Uuc-kib Espadas Ancona
En la enorme dispersión de metas políticas de la sociedad mexicana -tras el logro de elecciones razonablemente democráticas y la consecuente alternancia, en 2000- diversas exigencias, en especial algunas de las antes hechas por la izquierda partidista, quedaron abandonadas. Entre ellas resultan notables algunas que tienen que ver con la igualdad básica de los ciudadanos, el eje articulador de la República, que quedaron marginadas de un debate político que, en su pragmatismo, desprecia todo lo que tenga que ver con cambiar la realidad básica del país. Por esta vía, en México, y particularmente en Yucatán, testificamos una resignación social ante condiciones de convivencia injustas y disfuncionales, cuya existencia y reproducción no se cuestiona. En la cotidianidad personal, la meta es eludirlas, no alterarlas. Mientras esos intentos logran magros éxitos, la constante sigue siendo un caudal de problemas, de distintas tallas, que deterioran la vida en común e individual de los yucatecos.

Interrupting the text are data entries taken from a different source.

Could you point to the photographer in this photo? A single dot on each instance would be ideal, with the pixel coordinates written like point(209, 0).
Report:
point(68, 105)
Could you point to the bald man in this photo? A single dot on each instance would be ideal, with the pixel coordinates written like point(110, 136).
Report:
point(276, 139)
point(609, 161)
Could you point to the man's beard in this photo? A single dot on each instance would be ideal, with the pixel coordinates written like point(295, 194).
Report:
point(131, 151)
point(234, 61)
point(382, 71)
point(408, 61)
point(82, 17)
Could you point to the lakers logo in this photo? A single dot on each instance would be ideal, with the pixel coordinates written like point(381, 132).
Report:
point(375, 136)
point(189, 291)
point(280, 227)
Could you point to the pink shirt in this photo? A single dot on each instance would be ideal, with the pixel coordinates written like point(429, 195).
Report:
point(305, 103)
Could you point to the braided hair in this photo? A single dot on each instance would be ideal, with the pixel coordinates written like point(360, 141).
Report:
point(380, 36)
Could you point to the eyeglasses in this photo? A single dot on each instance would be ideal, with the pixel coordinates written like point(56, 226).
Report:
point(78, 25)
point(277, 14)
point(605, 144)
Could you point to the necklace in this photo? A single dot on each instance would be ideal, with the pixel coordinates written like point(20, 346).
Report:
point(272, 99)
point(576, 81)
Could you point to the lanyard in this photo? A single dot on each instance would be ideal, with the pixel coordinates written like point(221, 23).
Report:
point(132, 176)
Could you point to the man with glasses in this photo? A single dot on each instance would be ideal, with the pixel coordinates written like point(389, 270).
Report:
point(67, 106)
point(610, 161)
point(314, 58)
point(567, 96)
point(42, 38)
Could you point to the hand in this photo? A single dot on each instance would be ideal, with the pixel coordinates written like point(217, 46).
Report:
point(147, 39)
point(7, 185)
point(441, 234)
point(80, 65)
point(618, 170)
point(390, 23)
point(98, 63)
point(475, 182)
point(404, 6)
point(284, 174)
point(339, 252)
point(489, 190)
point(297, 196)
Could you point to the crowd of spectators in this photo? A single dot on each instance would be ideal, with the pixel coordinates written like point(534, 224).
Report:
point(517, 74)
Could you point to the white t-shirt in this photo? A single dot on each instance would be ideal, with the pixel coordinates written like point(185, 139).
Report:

Así, por ejemplo, la movilidad, incluyendo en ella las vías de comunicación, el transporte público y el tráfico vehicular, entre otras cosas, exhibe un catálogo de problemas cuyo resultado más grave es el elevado número de muertes registradas en accidentes de tránsito. A ello hay que agregarle los cientos de miles de horas que, en conjunto, las personas desperdician todos los días al trasladarse en rutas de autobús diseñadas para el beneficio de los concesionarios, no de los usuarios; o al carecer de vías adecuadas, prolongando el traslado en tiempo y distancia, aún disponiendo de vehículo propio; o simplemente al tener que lidiar con conductores que no saben manejar y entorpecen el tráfico de formas increíblemente creativas. Cuenta aparte merece el costo económico, público y privado, de una pavimentación deplorable, que lo mismo muele vehículos que esqueletos.

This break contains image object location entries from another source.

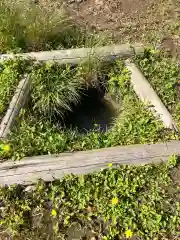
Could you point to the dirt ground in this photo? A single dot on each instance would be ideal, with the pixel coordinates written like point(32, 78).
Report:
point(145, 21)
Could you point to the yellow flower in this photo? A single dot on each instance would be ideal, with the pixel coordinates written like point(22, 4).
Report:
point(6, 148)
point(53, 213)
point(110, 165)
point(114, 201)
point(128, 233)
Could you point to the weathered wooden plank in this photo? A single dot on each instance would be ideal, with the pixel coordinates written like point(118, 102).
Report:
point(147, 95)
point(48, 168)
point(75, 56)
point(15, 105)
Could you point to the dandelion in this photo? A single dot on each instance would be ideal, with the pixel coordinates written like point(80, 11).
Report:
point(53, 213)
point(128, 233)
point(110, 165)
point(6, 148)
point(114, 201)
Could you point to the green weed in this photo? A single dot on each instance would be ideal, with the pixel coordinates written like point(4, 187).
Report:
point(113, 203)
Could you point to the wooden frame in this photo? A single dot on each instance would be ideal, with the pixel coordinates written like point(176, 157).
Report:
point(17, 102)
point(29, 170)
point(48, 168)
point(75, 56)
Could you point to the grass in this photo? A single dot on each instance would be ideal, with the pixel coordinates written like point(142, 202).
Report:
point(27, 26)
point(110, 204)
point(42, 132)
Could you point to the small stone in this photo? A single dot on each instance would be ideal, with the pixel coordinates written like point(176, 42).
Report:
point(30, 188)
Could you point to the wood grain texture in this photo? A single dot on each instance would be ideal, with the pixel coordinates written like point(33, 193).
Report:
point(48, 168)
point(75, 56)
point(147, 95)
point(15, 105)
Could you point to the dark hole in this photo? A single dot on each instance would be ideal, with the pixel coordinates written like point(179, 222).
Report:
point(95, 108)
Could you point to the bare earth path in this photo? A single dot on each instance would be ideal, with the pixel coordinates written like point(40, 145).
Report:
point(146, 21)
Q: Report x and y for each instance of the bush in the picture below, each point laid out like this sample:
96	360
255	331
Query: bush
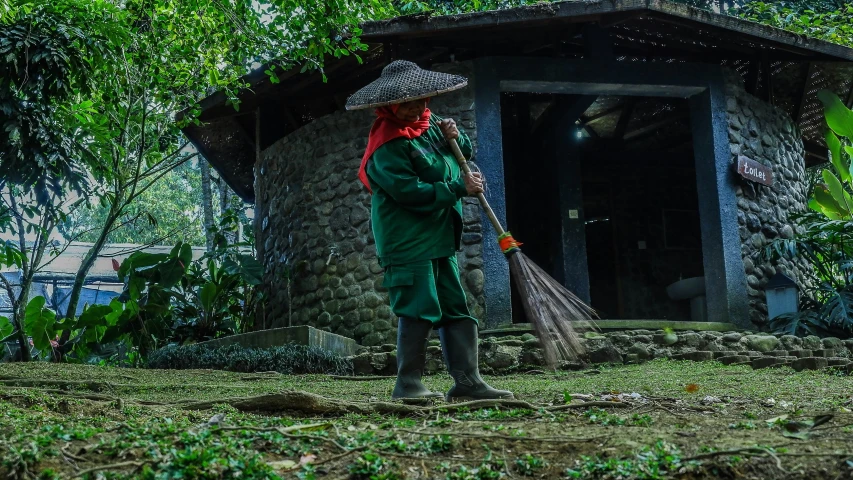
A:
287	359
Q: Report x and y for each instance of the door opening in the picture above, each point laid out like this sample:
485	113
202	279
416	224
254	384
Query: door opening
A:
640	208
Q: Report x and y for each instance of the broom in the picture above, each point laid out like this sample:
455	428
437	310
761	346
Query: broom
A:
550	307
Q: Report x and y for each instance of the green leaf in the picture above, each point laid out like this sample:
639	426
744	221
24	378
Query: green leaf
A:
827	202
838	117
6	328
139	261
95	316
207	294
247	267
841	197
834	145
39	322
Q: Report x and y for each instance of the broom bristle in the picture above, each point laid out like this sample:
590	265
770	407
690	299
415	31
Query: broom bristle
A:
555	312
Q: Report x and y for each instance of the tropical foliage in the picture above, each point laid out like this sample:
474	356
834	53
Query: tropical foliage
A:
825	19
115	81
167	298
827	242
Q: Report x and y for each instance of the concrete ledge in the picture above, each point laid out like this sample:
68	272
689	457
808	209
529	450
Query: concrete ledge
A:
522	328
276	337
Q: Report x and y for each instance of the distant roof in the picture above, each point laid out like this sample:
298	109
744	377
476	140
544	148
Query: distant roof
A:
66	264
787	67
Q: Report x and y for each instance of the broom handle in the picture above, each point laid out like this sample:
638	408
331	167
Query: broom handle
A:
463	164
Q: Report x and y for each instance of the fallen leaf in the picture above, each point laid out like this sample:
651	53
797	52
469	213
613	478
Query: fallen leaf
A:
311	427
778	419
283	464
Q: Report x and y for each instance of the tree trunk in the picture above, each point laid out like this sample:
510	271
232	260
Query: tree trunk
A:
207	201
17	320
80	279
226	202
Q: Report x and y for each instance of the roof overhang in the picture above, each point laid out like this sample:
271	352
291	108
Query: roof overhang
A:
231	139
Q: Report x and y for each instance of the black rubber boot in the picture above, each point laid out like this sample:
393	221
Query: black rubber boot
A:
459	345
412	336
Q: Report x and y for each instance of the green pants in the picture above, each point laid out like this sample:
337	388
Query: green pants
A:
428	290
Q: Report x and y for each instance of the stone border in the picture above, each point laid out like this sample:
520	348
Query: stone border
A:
514	354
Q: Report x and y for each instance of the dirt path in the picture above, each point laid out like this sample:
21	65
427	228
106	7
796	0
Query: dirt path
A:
658	420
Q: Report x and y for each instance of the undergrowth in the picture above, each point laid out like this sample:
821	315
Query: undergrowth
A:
286	359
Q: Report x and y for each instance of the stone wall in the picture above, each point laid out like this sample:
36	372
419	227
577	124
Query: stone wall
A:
767	135
313	227
646	184
514	354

A esta situación, la ciudadanía colabora entusiasta ignorando cualquier ley que imponga límites a su voluntad en los predios de su propiedad y zonas aledañas. La invasión de banquetas, cuando existen, con rejas, arriates, coches, materiales de construcción, rampas, cabinas telefónicas y otras cosas, de forma tal que se vuelven totalmente inútiles para el peatón estándar, no pensemos en carriolas o sillas de ruedas; la apropiación de terrenos públicos, desde franjas de banquetas, hasta calles enteras, y aún más; el uso sistemático de lugares de estacionamiento prohibidos; la apropiación de banquetas y áreas de estacionamiento público por negocios o particulares; y otras prácticas frecuentes son formas en que algunos individuos obtienen beneficios personales ilegítimos, a costa de deteriorar la calidad de vida de los demás, sin que la autoridad responsable de guardar el orden lo haga.

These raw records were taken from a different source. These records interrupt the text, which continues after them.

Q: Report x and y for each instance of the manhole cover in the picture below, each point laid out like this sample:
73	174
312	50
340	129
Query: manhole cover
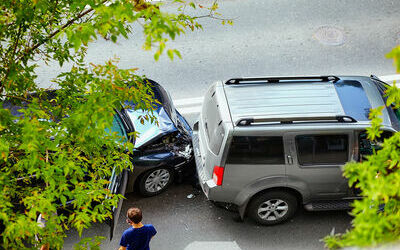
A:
329	35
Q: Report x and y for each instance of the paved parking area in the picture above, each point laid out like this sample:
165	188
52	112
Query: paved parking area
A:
196	223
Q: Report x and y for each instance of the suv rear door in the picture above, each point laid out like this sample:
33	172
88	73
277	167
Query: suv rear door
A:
317	160
254	161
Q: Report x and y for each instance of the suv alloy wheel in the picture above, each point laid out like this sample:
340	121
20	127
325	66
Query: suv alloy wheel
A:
272	207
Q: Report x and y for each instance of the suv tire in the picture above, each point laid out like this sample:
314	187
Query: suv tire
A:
155	181
273	207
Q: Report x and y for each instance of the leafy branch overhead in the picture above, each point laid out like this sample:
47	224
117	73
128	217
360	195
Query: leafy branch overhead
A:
56	151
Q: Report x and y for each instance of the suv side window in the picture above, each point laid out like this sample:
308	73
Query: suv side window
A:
322	149
256	150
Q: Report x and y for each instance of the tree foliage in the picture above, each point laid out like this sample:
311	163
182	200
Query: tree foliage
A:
58	150
377	216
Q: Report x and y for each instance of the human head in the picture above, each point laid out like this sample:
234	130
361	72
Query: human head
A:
134	214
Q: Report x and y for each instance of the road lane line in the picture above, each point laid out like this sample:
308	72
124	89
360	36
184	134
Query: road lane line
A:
189	110
188	101
390	78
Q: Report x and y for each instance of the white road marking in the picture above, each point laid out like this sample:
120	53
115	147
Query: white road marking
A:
390	78
188	102
192	105
213	245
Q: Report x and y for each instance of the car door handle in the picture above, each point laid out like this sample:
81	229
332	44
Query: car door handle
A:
290	159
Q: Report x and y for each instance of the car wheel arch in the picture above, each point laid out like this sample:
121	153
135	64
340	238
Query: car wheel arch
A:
244	207
144	173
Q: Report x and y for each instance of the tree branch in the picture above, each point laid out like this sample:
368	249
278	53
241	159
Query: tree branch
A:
11	59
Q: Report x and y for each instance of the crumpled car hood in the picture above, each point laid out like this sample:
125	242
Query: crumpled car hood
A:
149	131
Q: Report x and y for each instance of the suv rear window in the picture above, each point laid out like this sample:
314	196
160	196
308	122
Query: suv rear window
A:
213	123
322	149
256	150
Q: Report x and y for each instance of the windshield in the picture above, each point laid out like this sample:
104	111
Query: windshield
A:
119	129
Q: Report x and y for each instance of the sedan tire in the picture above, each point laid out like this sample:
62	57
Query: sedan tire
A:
155	181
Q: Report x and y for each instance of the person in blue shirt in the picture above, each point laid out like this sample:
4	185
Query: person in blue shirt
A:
138	236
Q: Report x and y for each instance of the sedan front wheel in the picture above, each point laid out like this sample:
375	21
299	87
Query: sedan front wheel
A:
155	181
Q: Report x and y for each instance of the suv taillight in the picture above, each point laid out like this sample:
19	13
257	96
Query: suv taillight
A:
218	175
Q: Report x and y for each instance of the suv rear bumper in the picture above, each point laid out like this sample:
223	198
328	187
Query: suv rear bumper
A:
207	185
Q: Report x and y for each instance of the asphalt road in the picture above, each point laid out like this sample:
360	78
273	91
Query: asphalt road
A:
269	37
197	224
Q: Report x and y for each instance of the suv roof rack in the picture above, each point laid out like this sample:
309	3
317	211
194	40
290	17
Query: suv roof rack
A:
277	79
338	118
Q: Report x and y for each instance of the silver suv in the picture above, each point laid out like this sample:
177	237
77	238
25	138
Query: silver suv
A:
270	145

Los ejemplos de este tipo de abusos sistemáticos y permanentes pueden multiplicarse en áreas tan variadas como lo laboral, lo escolar, el desarrollo urbano, o casi cualquier tipo de servicio público o privado. La característica común es la misma. En función de su poder particular o del colectivo al que pertenece, alguien puede abusar de otros impunemente, dentro o fuera de la ley.
El problema es que las normas imponen límites a todo tipo de personas que, por un lado, no consideran que esa disposición se les deba aplicar y, por otro lado, cuentan con una condición de fuerza que les permite evadirla. Esta lógica es la misma cuando el patrón impone jornadas de doce horas, so pena de despido; cuando la autoridad expide licencias de manejo sin que sea requisito saber conducir; o cuando el ayuntamiento decide no aplicar el reglamento de construcciones; ya que de otra manera los votantes se enojarían y castigarían electoralmente al gobierno. La ilegalidad es pues un caldo de cultivo para la corrupción, en la que, según su tamaño, cada actor social se lleva su parte. Los dueños del dinero, hacerse de más; los gobernantes, seguir siéndolo; y el ciudadano de a pie, pequeñas trampas en el día a día.
Este día a día de pequeños y grandes abusos, en donde, como siempre, son los más desfavorecidos económicamente los que se llevan la peor parte, es uno de los resultados de la despolitización de la sociedad mexicana, especialmente de la renuencia ciudadana a asumir lo que de deber personal también exige la democracia.